Die Höhe der Rahmengebühr bestimmt nach § 14 Abs. 1 RVG der Rechtsanwalt im Einzelfall unter Berücksichtigung aller Umstände. Hierbei sind alle Umstände des Einzelfalls, insbesondere die Bedeutung der Angelegenheit, Umfang und Schwierigkeit der anwaltlichen Tätigkeit sowie die Einkommens- und Vermögensverhältnisse des Auftraggebers zu berücksichtigen. Gemäß § 14 Abs. 1 Satz 3 RVG ist bei der Bemessung im Falle von Rahmengebühren, die sich nicht nach dem Gegenstandswert richten, das Haftungsrisiko zu berücksichtigen. Ist die Gebühr von einem Dritten zu ersetzen, ist die von dem Rechtsanwalt getroffene Bestimmung nicht verbindlich, wenn sie unbillig ist (Satz 4), wobei ihm nach allgemeiner Meinung auch im Anwendungsbereich des Rechtsanwaltsvergütungsgesetzes ein gewisser Toleranzrahmen (20 Prozent: LSG NRW, Beschluss vom 26.04.2007, L 7 B 36/07) zusteht. Unbilligkeit liegt vor, wenn er die Kriterien des § 14 Abs. 1 Satz 1 RVG unter Beachtung des Beurteilungsspielraums objektiv nicht hinreichend beachtet.

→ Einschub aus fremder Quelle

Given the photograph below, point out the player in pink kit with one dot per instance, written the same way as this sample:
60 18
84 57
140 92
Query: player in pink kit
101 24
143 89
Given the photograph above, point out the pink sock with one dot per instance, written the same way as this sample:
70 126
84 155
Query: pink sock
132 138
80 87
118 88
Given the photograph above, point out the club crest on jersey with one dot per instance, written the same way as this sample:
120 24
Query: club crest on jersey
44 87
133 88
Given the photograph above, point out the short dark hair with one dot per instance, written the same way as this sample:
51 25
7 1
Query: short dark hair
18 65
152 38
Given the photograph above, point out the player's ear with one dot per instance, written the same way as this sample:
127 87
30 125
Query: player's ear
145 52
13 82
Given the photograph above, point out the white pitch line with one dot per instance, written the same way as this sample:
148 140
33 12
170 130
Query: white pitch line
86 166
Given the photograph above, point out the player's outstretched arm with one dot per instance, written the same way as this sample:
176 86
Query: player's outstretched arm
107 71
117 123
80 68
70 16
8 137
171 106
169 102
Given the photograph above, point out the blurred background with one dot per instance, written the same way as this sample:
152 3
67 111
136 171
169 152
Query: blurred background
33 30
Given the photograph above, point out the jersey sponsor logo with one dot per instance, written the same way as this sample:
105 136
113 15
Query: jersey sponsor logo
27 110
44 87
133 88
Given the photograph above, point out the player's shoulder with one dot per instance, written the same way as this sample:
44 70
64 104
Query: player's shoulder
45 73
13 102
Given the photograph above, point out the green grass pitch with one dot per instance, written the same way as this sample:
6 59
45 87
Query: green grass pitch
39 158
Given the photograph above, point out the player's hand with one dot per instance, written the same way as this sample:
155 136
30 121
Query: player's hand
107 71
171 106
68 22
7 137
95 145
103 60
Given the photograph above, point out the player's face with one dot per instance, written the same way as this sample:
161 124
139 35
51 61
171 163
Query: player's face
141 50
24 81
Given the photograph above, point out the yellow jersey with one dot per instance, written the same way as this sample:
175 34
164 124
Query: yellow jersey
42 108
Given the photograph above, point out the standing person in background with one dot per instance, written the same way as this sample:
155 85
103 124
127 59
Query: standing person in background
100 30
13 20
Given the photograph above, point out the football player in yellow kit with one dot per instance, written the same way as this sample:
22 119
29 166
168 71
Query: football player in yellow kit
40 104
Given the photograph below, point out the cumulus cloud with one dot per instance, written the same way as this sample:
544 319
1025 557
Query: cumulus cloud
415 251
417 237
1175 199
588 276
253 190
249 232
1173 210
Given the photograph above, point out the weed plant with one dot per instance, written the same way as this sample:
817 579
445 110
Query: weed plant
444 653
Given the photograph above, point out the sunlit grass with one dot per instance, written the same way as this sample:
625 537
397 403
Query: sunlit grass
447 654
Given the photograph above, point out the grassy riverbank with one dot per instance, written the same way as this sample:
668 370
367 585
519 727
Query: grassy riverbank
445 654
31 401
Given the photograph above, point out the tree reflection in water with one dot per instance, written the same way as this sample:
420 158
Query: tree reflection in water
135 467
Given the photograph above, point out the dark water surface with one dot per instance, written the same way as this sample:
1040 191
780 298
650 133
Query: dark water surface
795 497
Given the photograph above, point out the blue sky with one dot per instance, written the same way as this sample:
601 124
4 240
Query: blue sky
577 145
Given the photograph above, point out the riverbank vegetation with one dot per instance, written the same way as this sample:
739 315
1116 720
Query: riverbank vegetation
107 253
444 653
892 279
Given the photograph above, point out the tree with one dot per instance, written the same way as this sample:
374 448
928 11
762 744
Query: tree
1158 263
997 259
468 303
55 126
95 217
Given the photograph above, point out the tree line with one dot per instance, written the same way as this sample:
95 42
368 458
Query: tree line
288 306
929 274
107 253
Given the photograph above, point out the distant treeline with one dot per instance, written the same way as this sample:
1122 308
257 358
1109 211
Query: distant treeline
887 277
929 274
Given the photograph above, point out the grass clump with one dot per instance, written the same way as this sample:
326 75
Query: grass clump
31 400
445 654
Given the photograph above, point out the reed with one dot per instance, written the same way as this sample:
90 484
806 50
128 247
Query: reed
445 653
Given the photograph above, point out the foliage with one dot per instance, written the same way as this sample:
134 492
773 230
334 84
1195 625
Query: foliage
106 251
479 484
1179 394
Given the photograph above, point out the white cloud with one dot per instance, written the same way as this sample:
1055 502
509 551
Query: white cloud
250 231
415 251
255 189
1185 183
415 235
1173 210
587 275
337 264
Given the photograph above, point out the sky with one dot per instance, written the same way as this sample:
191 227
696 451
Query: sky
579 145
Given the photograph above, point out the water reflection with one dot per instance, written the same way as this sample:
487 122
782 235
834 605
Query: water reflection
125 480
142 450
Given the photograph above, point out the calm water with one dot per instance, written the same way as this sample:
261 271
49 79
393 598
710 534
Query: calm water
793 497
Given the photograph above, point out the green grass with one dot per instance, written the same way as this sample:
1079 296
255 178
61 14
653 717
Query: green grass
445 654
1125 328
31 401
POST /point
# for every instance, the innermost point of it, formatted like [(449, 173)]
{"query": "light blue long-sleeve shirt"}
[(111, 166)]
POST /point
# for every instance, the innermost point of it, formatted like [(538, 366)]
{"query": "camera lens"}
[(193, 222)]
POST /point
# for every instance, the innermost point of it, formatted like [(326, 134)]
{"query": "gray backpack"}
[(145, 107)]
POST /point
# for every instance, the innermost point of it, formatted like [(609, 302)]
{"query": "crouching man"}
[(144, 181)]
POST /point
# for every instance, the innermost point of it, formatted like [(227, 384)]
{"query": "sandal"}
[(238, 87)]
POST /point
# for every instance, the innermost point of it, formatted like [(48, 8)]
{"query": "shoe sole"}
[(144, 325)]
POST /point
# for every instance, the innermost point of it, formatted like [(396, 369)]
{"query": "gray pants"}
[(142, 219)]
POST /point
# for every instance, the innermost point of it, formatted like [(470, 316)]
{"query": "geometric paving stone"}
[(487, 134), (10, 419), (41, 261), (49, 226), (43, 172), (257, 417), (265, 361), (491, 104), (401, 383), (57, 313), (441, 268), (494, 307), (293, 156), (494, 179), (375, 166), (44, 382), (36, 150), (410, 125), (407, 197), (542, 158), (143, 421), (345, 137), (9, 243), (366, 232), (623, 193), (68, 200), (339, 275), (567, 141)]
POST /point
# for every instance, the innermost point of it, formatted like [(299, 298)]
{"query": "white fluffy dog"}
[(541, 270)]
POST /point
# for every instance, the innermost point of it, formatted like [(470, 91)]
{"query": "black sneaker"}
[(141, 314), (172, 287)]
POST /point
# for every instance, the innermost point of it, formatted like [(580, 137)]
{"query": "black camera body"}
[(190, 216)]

Die mit 320,00 EUR beantragte Verfahrensgebühr (= Höchstgebühr) erweist sich als unbillig im Sinn von § 14 Abs. 1 Satz 1 RVG. Der zulässige Gebührenrahmen für die Verfahrensgebühr bestimmt sich im vorliegenden Fall nach Nr. 3103 VV RVG, da die Erinnerungsführerin bereits im Widerspruchsverfahren tätig war. Dieser beträgt 20,00 EUR bis 320,00 EUR, die Mittelgebühr beträgt 170,00 EUR.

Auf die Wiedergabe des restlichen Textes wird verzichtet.